Newman’s scheme is one which is quite familiar to Michigan legislators, whose escheat revenue is threatened whenever people try to redeem containers not purchased in Michigan. In 2008, Michigan passed a law requiring that high-volume beverage manufacturers affix a Michigan-unique mark to their containers and dictating that those containers can only be sold in Michigan. Businesses that sell products in Michigan not containing the unique mark, as well as sales of products with the unique mark in any other state, face criminal charges punishable by up to six months in prison and a $2,000 fine per beverage sold in violation of the statute.

In order to avoid criminal punishment, America’s beverage manufacturers and retailers must spend millions to set up an entirely separate production, warehousing, and distribution system for Michigan, which must insure Michigan-unique product are sold only in Michigan. The Michigan law thus not only polices what happens within its own borders, but also purports to regulate commercial conduct in the other 49 states.

A national beverage company trade association sued Michigan earlier this year, arguing that the law violates that part of the U.S. Constitution’s Commerce Clause, which prohibits states from passing laws which discriminate against interstate trade. A federal district court judge rejected the association’s motion for summary judgment, and the Sixth Circuit accepted American Beverage Association v. Snyder on interlocutory appeal.

Washington Legal Foundation filed an amicus brief Friday supporting the association’s appeal. Although this is an issue of first impression in the Sixth Circuit, this case isn’t a close call. The circuit court should follow the lead of a district court in New York which, in 2009, struck down a law similar to Michigan’s that New York had adopted as a Commerce Clause violation.

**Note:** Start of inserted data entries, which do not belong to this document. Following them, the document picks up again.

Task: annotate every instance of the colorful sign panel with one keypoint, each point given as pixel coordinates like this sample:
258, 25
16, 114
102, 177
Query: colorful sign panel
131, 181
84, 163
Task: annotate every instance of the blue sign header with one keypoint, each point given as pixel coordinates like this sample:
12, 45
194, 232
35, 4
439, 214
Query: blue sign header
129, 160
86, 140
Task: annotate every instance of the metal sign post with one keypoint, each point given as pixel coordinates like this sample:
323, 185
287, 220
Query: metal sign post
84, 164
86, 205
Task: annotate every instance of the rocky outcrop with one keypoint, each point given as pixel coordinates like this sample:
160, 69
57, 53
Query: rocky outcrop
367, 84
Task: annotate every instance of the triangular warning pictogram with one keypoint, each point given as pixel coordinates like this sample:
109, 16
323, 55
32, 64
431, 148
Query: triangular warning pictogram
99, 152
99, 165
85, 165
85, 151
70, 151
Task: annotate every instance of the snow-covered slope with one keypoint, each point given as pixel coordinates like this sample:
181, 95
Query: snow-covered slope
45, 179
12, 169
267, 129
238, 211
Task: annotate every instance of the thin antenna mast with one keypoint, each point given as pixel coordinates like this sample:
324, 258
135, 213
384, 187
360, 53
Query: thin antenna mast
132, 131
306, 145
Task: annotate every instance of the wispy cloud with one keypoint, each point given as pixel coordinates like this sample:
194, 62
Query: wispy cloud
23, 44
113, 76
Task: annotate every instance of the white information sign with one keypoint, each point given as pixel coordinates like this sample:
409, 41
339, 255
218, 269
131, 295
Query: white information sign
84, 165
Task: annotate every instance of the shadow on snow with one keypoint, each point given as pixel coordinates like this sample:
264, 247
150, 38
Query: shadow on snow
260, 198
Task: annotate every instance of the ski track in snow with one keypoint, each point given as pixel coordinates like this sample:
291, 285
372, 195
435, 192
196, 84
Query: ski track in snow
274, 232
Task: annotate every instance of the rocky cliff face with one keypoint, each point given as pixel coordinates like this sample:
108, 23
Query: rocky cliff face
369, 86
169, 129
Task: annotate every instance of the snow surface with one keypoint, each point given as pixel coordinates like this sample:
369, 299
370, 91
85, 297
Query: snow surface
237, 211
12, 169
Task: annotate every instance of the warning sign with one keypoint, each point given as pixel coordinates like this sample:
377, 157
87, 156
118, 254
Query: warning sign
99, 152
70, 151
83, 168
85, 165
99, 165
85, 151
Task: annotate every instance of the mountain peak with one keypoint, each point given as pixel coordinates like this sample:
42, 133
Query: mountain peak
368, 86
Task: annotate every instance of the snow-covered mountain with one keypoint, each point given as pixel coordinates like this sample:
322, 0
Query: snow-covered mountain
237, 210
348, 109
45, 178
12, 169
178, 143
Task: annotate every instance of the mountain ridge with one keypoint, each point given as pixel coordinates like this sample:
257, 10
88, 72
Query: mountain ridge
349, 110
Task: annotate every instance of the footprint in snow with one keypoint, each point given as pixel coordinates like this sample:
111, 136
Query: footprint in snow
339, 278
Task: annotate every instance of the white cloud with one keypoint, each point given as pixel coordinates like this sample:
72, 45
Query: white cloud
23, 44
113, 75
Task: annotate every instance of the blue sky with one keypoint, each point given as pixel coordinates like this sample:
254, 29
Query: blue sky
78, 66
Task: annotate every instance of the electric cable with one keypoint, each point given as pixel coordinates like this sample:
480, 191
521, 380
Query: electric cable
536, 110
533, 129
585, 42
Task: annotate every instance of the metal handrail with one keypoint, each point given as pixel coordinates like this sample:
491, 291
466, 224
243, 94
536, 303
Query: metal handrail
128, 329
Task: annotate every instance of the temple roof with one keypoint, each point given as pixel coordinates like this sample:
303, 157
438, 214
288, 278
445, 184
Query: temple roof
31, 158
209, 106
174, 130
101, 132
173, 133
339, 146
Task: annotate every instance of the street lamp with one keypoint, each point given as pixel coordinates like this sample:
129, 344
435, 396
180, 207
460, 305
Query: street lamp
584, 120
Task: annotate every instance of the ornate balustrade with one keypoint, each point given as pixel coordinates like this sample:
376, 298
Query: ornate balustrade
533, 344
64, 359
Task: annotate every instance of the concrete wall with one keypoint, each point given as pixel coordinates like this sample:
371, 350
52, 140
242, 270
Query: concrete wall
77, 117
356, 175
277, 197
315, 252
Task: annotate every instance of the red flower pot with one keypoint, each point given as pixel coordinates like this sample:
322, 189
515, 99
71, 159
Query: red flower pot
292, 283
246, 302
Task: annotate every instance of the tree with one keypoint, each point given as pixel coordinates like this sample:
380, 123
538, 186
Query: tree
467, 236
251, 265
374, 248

As we argue in our brief, Michigan’s bottle bill is exactly the kind of law the Constitution’s framers had in mind when it wrote the Commerce Clause. The Supreme Court has held that “a state statute the directly regulates or discriminates against interstate commerce” is “virtually per se invalid.” Michigan’s impermissibly law walls off its market from the rest of the country to advance its interest in taking as much unclaimed deposit revenue as possible. It also criminalizes beverage sales occurring outside of Michigan. Imagine what would happen if each state passed a law similar to Michigan’s – interstate sales of soda, beer, bottled water, etc., would virtually cease to exist.

A mechanism to stop real-life perpetrators of Newman and Kramer bottle redemption schemes in Michigan was already in place: civil fines and criminal punishment of those who turn in non-Michigan drink containers. Instead of treading on the rights of businesses trying to sell their products in a national market, individual fraudsters should be the ones to pay for their pursuit of Michigan citizens’ dimes.